The second aim of the project was the pre-clinical study of tamoxifen treatment with other compounds. After the good results of tamoxifen extending lifespan, combination therapy seemed to be the next step to prevent leg muscle atrophy and achieve complete functional rescue. The selected compounds were L-citrullin and IGF. L-citrullin is used by body-builders to increase muscle mass. To determine the optimal dose for mice, a pilot study was carried out and 3 mg/kg/day was choses as the minimum dose having beneficial effects on muscle mass. This compound can be added to the food and taken orally without manipulation of the mice. A modified version of IGF-1, growth factor similar to insulin, was the second compound. It stimulates proliferation and differentiation of satellite cells during muscle regeneration. Increasing IGF-1 levels on animal models affected by loose and degradation of muscle fibers has shown beneficial effects. For the moment, only a pilot study with few animals per group has been carried out. Summarizing, animals were followed-up during the whole treatment (from 21 to 45/90 day-old depending on the group). Mice weight and clinical state were determined twice a week and grid test, once a week. When arriving at the stablished time point, final measurements of respiratory function (plethysmography), body composition (echo-MRI), bone density and kyphosis (micro-CT) were performed. In general, no differences were observed between obtained results from mice treated with tamoxifen and those treated with a combined treatment. Tamoxifen combined with L-citrullin seemed to increase muscle mass in comparison with the other treatments at 45-days-old. This effect was only noticeable after muscle dissection and sample weighting. The results for bone density and the kyphose are still being analyzed."
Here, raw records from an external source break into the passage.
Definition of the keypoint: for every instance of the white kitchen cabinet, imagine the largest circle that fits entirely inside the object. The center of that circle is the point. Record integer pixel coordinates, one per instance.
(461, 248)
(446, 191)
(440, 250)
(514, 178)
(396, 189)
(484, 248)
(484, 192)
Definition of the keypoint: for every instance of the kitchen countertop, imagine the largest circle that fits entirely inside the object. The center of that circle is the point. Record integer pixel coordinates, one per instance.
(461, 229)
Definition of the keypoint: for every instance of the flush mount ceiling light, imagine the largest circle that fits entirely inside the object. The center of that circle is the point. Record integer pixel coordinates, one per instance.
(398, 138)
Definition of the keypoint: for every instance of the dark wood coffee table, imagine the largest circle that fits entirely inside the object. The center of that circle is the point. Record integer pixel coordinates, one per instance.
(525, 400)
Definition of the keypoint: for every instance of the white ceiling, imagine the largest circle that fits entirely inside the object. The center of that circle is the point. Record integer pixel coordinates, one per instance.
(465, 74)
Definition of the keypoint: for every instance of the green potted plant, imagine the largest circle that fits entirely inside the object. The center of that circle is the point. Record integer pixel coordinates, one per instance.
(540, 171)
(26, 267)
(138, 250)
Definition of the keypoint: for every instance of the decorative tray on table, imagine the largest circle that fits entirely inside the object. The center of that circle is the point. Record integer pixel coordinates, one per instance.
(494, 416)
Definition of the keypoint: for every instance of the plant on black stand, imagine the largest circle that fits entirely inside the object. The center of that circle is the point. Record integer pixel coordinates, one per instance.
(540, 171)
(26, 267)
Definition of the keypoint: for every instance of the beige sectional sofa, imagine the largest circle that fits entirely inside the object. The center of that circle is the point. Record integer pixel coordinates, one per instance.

XLMTM patients present with profound and generalized muscle weakness from birth and most of them die in the first 2 years of life. Some develop a milder form and may survive into adulthood and female carriers display a more heterogeneous disease. Until the moment, no specific treatment exists for XLMTM. Repurposing well-known drugs like tamoxifen might offer time- and cost-effective therapeutic options in comparison with other innovative therapies. Tamoxifen has been used for almost 40 years to treat breast cancers in both women and men and is proved safe in pediatric patients. After the described results, tamoxifen is the first EMA and FDA-approved drug to show such a promising therapeutic potential for patients with XLMTM. The combination therapy is one of the main options for this kind of serious diseases. The pilot study allowed us to explore the combination of tamoxifen with two of the possible compounds capable to recover the muscle atrophy detected on the mice treated with tamoxifen. This study will be completed in the near future and a complete analysis of obtained data will be performed. This will increase the information about these compounds and its real capacity to ameliorate muscle atrophy.
Often, rare diseases like XLMTM share symptoms, pathogenic mechanisms of affected pathways. Thus, all the obtained results could be useful to understand or to increase the knowledge of other myopathies.